Akhir Kasus ZA, Pelajar yang Bunuh Begal di Malang: Hakim Beri Vonis Pembinaan, Ahli Hukum Keberatan
ZA (17), pelajar di Malang yang membunuh begal karena melindungi teman wanitanya divonis hukuman satu tahun pembinaan oleh Hakim PN Kepanjeng
Penulis: Daryono
Editor: Ifa Nabila
TRIBUNNEWS.COM - ZA (17), pelajar di Malang yang membunuh begal karena melindungi teman wanitanya divonis hukuman satu tahun pembinaan oleh Hakim Pengadilan Negeri Kepanjen, Kabupaten Malang.
Vonis tersebut sesuai dengan tuntutan Jaksa Penuntut Umum (JPU).
Hakim memutuskan ZA terbukti melakukan tindakan penganiayaan berujung kematian berdasarkan Pasal 351 KUHP.

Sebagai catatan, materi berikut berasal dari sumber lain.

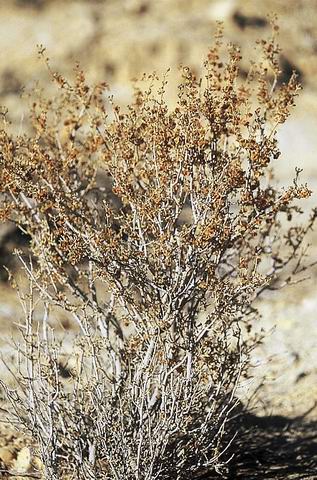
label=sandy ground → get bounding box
[0,0,317,479]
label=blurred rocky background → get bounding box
[0,0,317,426]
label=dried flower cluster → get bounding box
[0,26,316,480]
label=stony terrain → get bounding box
[0,0,317,479]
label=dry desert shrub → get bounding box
[0,25,316,480]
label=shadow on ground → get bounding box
[222,415,317,480]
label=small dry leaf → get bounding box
[13,447,31,473]
[0,447,15,467]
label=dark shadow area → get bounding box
[227,415,317,480]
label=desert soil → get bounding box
[0,0,317,479]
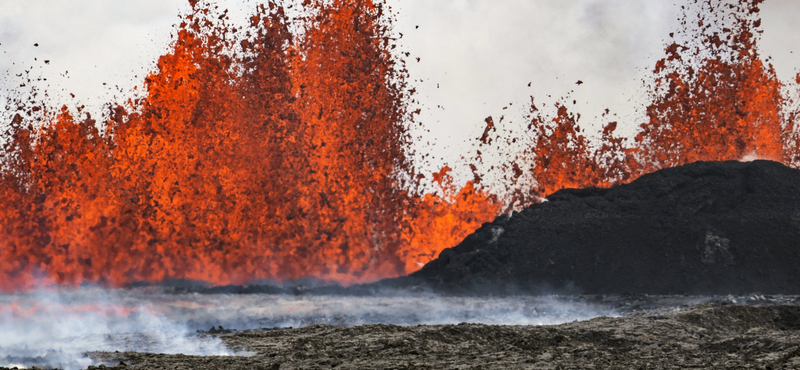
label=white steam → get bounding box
[0,288,618,370]
[0,288,234,370]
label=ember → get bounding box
[0,0,800,291]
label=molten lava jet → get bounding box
[0,0,800,291]
[0,0,498,290]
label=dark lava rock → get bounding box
[394,161,800,294]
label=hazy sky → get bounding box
[0,0,800,176]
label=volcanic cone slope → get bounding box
[400,161,800,294]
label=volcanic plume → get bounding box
[0,0,800,290]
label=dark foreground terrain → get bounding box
[18,303,800,369]
[396,161,800,294]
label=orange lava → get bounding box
[488,0,800,207]
[0,0,800,292]
[0,0,499,290]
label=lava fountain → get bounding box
[0,0,800,291]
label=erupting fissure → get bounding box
[0,0,800,291]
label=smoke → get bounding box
[0,288,241,370]
[0,287,618,370]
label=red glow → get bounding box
[0,0,800,292]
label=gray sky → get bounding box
[0,0,800,178]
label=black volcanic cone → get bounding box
[394,161,800,294]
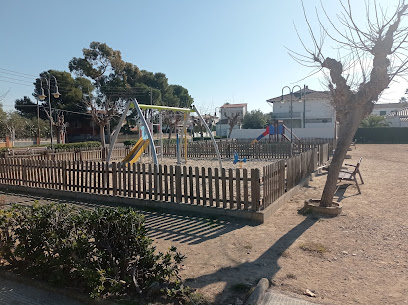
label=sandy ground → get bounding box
[137,157,280,171]
[0,145,408,305]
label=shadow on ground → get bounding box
[0,192,249,244]
[186,215,319,304]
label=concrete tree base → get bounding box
[303,199,342,216]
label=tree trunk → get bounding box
[55,126,63,144]
[169,126,173,143]
[99,125,105,149]
[320,107,363,207]
[228,126,234,139]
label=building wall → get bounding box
[273,99,336,128]
[371,103,408,116]
[215,123,244,137]
[220,106,247,120]
[231,126,335,139]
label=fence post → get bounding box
[176,166,181,203]
[251,168,261,211]
[112,162,118,196]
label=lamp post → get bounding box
[38,73,61,149]
[36,98,41,145]
[281,85,303,143]
[214,107,222,139]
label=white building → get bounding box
[371,103,408,116]
[216,103,247,137]
[267,87,336,138]
[385,107,408,127]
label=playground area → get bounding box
[2,144,408,305]
[143,144,408,305]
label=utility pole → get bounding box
[37,98,41,145]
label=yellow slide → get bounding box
[122,138,149,164]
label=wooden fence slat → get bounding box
[242,168,249,210]
[228,168,235,209]
[175,165,182,203]
[164,165,171,202]
[182,166,188,203]
[147,163,153,200]
[188,166,194,204]
[112,162,118,196]
[169,165,175,202]
[132,163,137,198]
[221,168,227,209]
[194,167,201,205]
[201,167,208,205]
[235,168,241,210]
[208,167,214,206]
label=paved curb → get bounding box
[0,271,115,305]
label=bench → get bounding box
[337,158,364,194]
[350,139,357,150]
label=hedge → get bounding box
[0,204,185,298]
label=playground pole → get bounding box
[193,105,222,170]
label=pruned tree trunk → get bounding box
[320,108,362,207]
[99,125,105,150]
[292,0,408,207]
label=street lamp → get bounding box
[38,73,61,149]
[281,85,303,143]
[214,107,222,139]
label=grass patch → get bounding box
[187,292,211,305]
[281,250,292,258]
[299,242,329,254]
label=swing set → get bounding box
[106,99,222,169]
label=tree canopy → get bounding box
[291,0,408,207]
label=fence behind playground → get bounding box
[0,144,329,211]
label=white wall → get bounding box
[273,99,336,128]
[371,103,407,115]
[231,126,335,139]
[215,123,240,137]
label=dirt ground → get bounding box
[150,145,408,305]
[0,145,408,305]
[141,157,280,172]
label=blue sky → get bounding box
[0,0,408,112]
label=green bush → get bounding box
[0,204,186,297]
[47,141,101,151]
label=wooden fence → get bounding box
[0,147,129,161]
[163,141,292,159]
[0,144,329,211]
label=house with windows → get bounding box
[371,103,408,116]
[266,86,337,138]
[216,103,248,137]
[385,107,408,127]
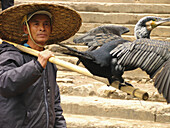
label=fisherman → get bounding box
[0,3,81,128]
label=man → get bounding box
[0,3,81,128]
[1,0,14,10]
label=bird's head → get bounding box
[134,16,170,39]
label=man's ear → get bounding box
[23,25,28,34]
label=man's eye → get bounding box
[34,23,38,25]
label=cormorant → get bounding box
[110,38,170,103]
[57,18,170,103]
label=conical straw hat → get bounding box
[0,3,82,44]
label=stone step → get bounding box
[64,114,170,128]
[17,0,170,4]
[78,23,170,37]
[79,12,169,25]
[61,95,170,124]
[17,0,170,14]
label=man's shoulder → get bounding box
[0,42,20,54]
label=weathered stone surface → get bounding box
[61,95,170,123]
[64,114,170,128]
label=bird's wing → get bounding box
[111,39,170,103]
[111,39,170,78]
[73,25,129,50]
[154,59,170,103]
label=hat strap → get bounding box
[24,15,45,48]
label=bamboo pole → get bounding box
[0,39,149,100]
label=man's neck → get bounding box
[27,41,44,51]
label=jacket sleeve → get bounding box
[54,82,66,128]
[0,52,43,98]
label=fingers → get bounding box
[38,50,54,68]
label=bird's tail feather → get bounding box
[154,59,170,103]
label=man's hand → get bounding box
[38,50,54,68]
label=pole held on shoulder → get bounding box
[0,39,149,100]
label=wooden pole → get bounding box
[0,39,149,100]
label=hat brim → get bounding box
[0,3,82,44]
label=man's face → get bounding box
[24,14,52,45]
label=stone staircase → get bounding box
[2,0,170,128]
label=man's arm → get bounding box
[54,85,66,128]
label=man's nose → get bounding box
[40,25,45,31]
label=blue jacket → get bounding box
[0,42,66,128]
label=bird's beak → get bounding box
[154,18,170,27]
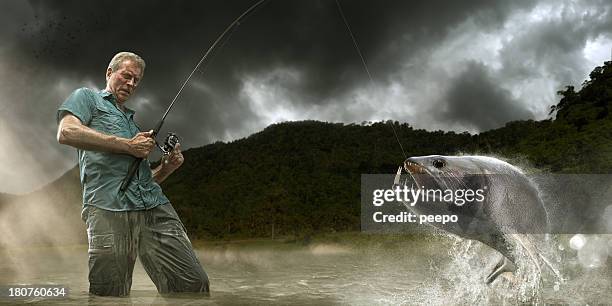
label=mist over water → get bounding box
[0,233,612,305]
[0,157,612,305]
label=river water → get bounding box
[0,234,612,305]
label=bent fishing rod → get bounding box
[119,0,268,192]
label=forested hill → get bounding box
[1,62,612,238]
[159,62,612,237]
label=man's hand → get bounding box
[153,143,185,184]
[161,143,185,173]
[128,130,155,158]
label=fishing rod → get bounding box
[119,0,268,192]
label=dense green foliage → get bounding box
[2,62,612,238]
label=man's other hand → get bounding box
[128,130,155,158]
[161,143,185,173]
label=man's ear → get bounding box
[106,67,113,81]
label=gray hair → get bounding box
[108,52,146,76]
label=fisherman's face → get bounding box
[106,60,142,104]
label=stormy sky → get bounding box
[0,0,612,193]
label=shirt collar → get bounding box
[98,89,135,118]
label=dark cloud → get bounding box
[440,62,533,131]
[0,0,612,191]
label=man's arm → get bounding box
[57,114,155,158]
[152,143,185,184]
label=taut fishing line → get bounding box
[336,0,408,159]
[119,0,268,192]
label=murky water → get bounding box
[0,235,612,305]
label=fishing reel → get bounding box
[157,133,180,155]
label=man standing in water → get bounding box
[57,52,209,296]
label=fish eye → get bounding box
[432,159,446,169]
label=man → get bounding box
[57,52,209,296]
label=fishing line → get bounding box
[335,0,408,159]
[119,0,268,192]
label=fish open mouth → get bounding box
[404,160,427,174]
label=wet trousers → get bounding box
[82,203,209,296]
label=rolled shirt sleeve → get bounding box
[57,88,95,125]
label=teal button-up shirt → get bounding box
[57,88,169,211]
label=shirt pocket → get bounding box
[92,103,129,137]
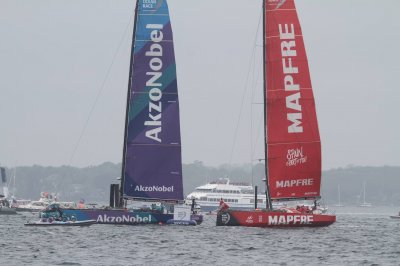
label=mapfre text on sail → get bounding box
[144,24,164,142]
[278,24,303,133]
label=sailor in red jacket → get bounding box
[219,198,229,211]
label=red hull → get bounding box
[217,210,336,227]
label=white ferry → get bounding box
[186,178,265,212]
[186,178,328,213]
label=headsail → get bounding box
[264,0,321,199]
[122,0,183,200]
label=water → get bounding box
[0,207,400,265]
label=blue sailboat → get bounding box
[64,0,203,224]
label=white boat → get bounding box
[0,167,17,214]
[16,192,54,212]
[186,178,265,212]
[333,185,344,207]
[0,195,17,215]
[186,178,328,213]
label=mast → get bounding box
[262,0,272,210]
[118,0,139,207]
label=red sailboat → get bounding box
[217,0,336,227]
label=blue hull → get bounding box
[63,209,203,225]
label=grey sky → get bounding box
[0,0,400,169]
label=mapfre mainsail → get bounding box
[122,0,183,200]
[264,0,321,199]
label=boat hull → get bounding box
[0,206,17,215]
[25,220,96,226]
[217,210,336,227]
[63,209,203,225]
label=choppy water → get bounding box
[0,207,400,265]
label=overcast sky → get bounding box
[0,0,400,169]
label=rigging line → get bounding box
[68,14,134,165]
[229,8,262,164]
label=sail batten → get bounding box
[122,0,183,201]
[264,0,321,200]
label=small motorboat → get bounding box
[25,219,96,226]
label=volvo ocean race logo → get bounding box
[286,146,307,166]
[135,185,174,192]
[96,214,152,223]
[144,24,164,142]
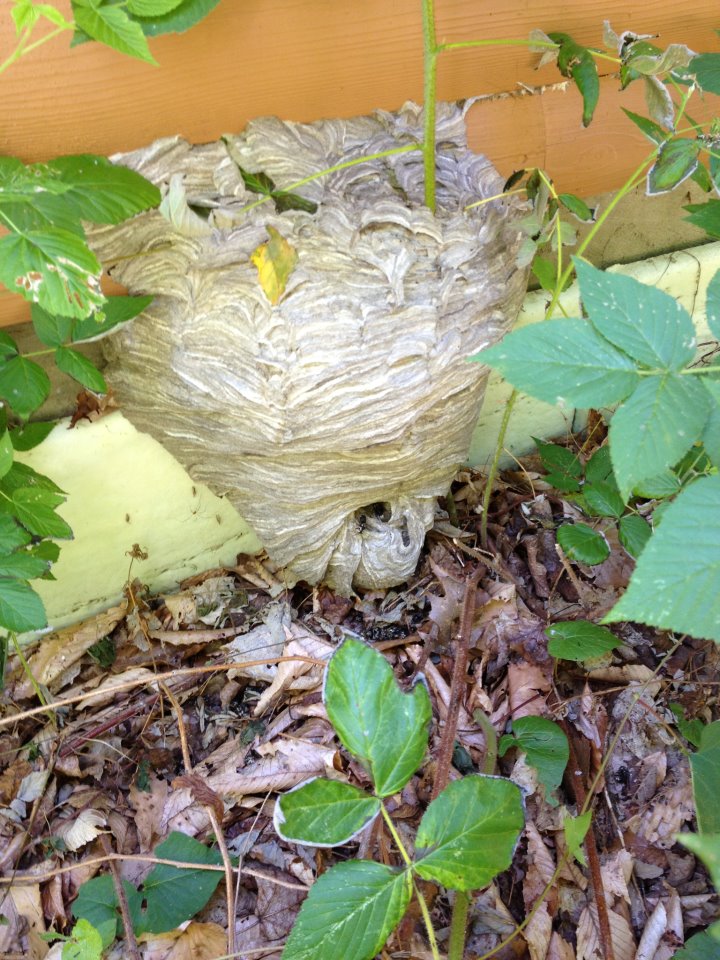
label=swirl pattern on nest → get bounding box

Vonis dijatuhkan dalam sidang putusan yang dipimpin hakim tunggal, Nuny Defiary.
ZA nantinya bakal menjalani pembinaan di Lembaga Kesejahetraan Sosial Anak (KSA) Darul Aitam di Kecamatan Wajak, Kabupaten malang.
Atas vonis tersebut, keluarga ZA menyatakan menerima dan tidak melakukan banding.
Berikut update kasus pelajar bunuh begal sebagaimana dihimpun Tribunnews.com, Jumat (24/1/2020);
1. Alasan Hakim Tetap Jatuhkan Vonis
Dikutip dari Kompas.com, Humas Pengadilan Negeri Kepanjen, Yoedi Anugrah menyampaikan alasan vonis pidana pembinaan selama satu tahun itu dijatuhkan.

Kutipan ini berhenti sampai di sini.